The Historic Manhattan Casino will become home to a food hall.

Callaloo Group LLC, the business that leases the Manhattan Casino in south St. Petersburg, is on track with rent payments but has yet to meet the employment targets established in its agreement with the city.

The Manhattan Casino, on 22nd Street South in what was once a thriving main street in the city’s African American community, is a high-profile public-private partnership that highlights issues about economic and cultural inclusivity.

The city awarded a five-year lease to Callaloo Group in late 2017 to operate a restaurant, event space and performing music venue at the landmark building.

Former NFL star Vincent Jackson, vice president at Callaloo Group, addressing the St. Petersburg City Council

City council members who heard a progress report Thursday morning said they would be keeping a close eye on how the Callaloo Group was adhering to terms of its agreement. Former NFL star Vincent Jackson, Callaloo vice president, said the market is challenging, but the group continues to improve and adapt.

Deputy Mayor Kanika Tomalin called the entrepreneurs in the group “pioneers” who are looking far into the future.

“We’re very impressed with what they’ve accomplished in one year,” said Alan DeLisle, city development administrator. “Almost all of the requirements have been adhered to … It’s not just the money, are we making a profit or not. We put a lot in there and most operators would probably pass in these situations, but these folks did not.”

Overall, the first year of operations has gone well, Ramon Hernandez, president of Callaloo, told City Council members Thursday.

Between March 18, 2018 and Feb. 19, 2019, the group posted gross sales of $673,769 and paid $50,000 in rent, a report presented to the council said. The rent has been paid as required by  the contract, DeLisle said.

The business had 16 employees as of Nov. 30, short of the 25 full-time workers called for in the agreement.  However, 46 percent of its employees, or seven workers, live in the South St. Petersburg Community Redevelopment Area, nearly twice the percentage of CRA residents the agreement specified.

The deal with the city also required Callaloo undertake an employee development program that would lead to at least four workers who live in the CRA being offered an ownership stake within five years. That’s a goal in progress.

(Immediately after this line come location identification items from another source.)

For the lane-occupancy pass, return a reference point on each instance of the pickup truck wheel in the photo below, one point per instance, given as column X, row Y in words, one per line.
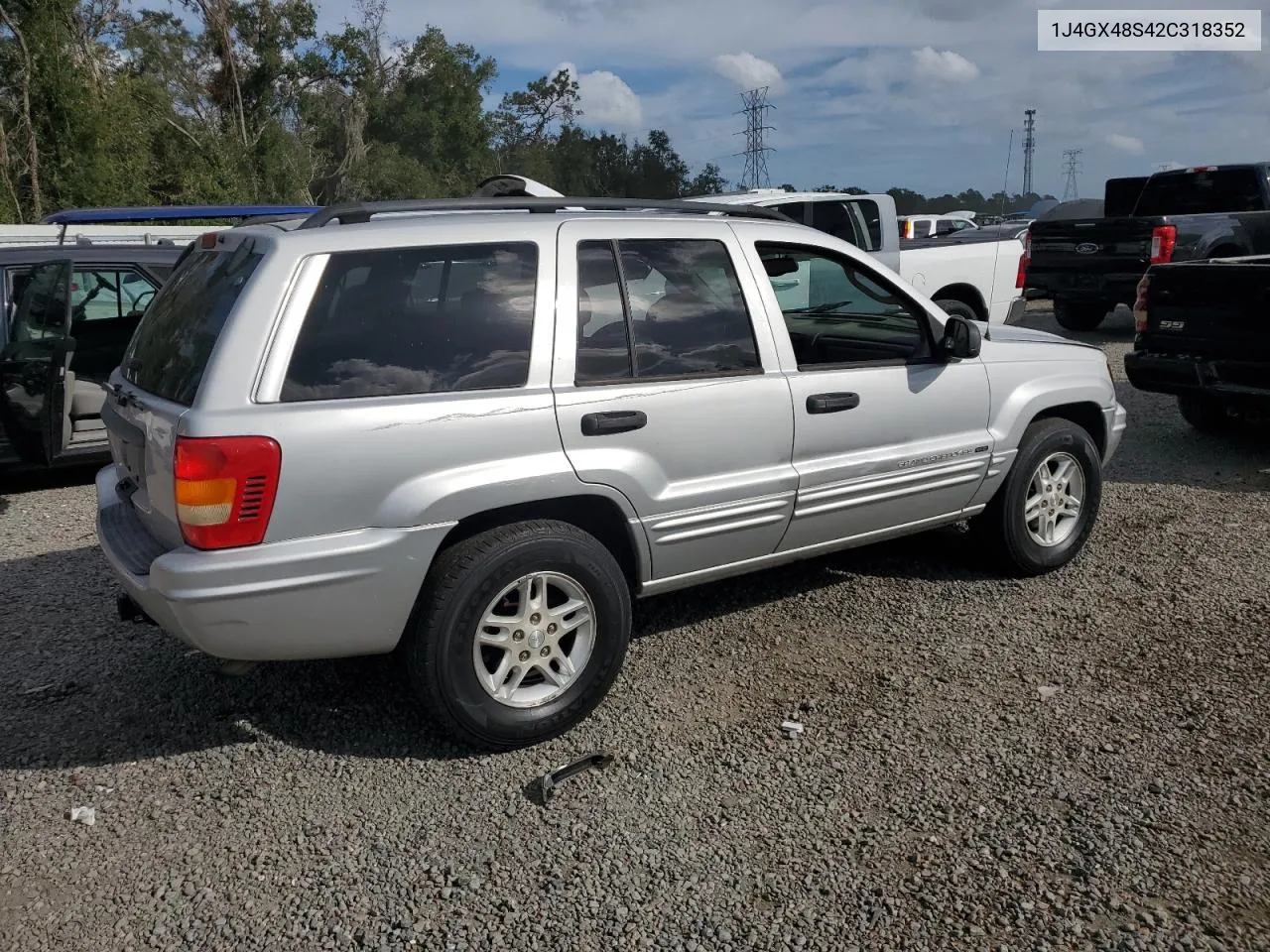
column 1079, row 316
column 521, row 633
column 1205, row 413
column 1043, row 515
column 957, row 308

“Two prospects in training for future ownership stakes were dismissed for improper behavior. Tenant indicates that it will work for find additional  candidates for these opportunities,” the report to the council said.

Council member Steve Kornell said he understands circumstances happen, but he will be keeping a close eye on that provision.

“I don’t want to hear in Year Five any reason why there’s not ownership for some members of the CRA community as is in the contract,” Kornell said.

For council members Lisa Wheeler-Bowen and Darden Rice, a key focus is preserving the musical and cultural legacy of the Manhattan Casino, which hosted some of the country’s greatest blues singers during segregation.

The Manhattan remains one of the premier music venues in St. Petersburg, Jackson said.

But the Manhattan is a “destination location,” that doesn’t draw the foot traffic of businesses on Central Avenue or in the Edge District, he said.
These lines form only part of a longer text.